Question

At a certain temperature, 0.800 mol SO 3 is placed in a 1.50 L container. 2 SO 3 ( g ) − ⇀ ↽ − 2 SO 2 ( g ) + O 2 ( g ) At equilibrium, 0.150 mol O 2 is present. Calculate K c .

Answer 1

Answer : The value of equilibrium constant (K) is, 0.004

Explanation :

First we have to calculate the concentration of $SO_3\text{ and }O_2$

$\text{Concentration of }SO_3=\frac{\text{Moles of }SO_3}{\text{Volume of solution}}=\frac{0.800mol}{1.50L}=1.2M$

and,

$\text{Concentration of }O_2=\frac{\text{Moles of }O_2}{\text{Volume of solution}}=\frac{0.150mol}{1.50L}=0.1M$

Now we have to calculate the value of equilibrium constant (K).
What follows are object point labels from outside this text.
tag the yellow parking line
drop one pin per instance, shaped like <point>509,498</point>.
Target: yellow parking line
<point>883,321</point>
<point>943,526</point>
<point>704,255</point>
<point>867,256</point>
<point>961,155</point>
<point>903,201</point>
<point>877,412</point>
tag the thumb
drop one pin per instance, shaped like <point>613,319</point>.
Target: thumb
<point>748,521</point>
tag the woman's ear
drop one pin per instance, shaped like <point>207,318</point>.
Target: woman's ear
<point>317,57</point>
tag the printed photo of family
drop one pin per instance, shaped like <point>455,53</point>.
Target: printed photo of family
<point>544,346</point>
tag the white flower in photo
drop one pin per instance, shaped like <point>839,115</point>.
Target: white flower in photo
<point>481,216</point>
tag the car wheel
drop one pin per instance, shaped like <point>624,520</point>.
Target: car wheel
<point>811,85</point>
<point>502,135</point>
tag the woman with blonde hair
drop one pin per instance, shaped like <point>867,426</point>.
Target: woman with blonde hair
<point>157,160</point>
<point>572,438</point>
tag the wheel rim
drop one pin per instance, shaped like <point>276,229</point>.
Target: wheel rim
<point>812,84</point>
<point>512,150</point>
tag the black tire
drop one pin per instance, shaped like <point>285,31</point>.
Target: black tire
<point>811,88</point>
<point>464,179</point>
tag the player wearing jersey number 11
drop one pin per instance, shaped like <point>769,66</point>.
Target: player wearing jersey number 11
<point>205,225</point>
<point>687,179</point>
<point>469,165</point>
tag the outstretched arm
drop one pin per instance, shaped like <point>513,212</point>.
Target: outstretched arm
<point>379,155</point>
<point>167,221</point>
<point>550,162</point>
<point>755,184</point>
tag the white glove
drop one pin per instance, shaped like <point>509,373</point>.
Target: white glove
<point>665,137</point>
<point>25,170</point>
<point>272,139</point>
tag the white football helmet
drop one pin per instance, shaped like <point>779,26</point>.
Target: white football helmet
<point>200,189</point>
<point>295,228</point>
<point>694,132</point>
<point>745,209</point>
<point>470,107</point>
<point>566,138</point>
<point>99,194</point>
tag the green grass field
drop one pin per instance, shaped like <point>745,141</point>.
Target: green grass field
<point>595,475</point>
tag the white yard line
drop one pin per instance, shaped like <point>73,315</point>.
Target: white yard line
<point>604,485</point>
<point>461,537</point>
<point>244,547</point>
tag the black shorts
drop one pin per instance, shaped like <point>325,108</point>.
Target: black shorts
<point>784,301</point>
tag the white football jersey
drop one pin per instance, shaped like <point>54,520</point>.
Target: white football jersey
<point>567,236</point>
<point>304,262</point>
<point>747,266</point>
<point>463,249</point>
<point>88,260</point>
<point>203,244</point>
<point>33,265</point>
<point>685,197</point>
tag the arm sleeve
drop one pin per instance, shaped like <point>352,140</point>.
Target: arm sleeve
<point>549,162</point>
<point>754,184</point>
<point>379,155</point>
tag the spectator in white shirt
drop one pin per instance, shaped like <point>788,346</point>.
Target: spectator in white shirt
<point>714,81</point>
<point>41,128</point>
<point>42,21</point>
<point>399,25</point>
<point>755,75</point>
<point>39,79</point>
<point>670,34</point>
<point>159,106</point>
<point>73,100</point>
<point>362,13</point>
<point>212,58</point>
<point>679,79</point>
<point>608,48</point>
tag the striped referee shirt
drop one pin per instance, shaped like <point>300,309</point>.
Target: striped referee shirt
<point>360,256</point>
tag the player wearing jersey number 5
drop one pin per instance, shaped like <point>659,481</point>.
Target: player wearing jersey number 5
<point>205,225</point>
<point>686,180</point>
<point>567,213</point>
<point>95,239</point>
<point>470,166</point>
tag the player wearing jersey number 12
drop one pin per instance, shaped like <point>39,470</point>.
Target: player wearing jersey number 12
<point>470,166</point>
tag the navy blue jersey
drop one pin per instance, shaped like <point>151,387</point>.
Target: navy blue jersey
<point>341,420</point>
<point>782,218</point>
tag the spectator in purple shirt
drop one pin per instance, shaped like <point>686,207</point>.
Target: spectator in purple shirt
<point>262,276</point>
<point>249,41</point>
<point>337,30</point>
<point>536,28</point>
The given chemical reaction is:

                       $2SO_3(g)\rightarrow 2SO_2(g)+O_2(g)$

Initial conc.       1.2             0               0

At eqm.          (1.2-2x)        2x               x

As we are given:

Concentration of $O_2$ at equilibrium = x = 0.1 M

The expression for equilibrium constant is:

$K_c=\frac{[SO_2]^2[O_2]}{[SO_3]^2}$

Now put all the given values in this expression, we get:

$K_c=\frac{(2x)^2\times (x)}{(1.2-2x)^2}$

$K_c=\frac{(2\times 0.1)^2\times (0.1)}{(1.2-2\times 0.1)^2}$

$K_c=0.004$

Thus, the value of equilibrium constant (K) is, 0.004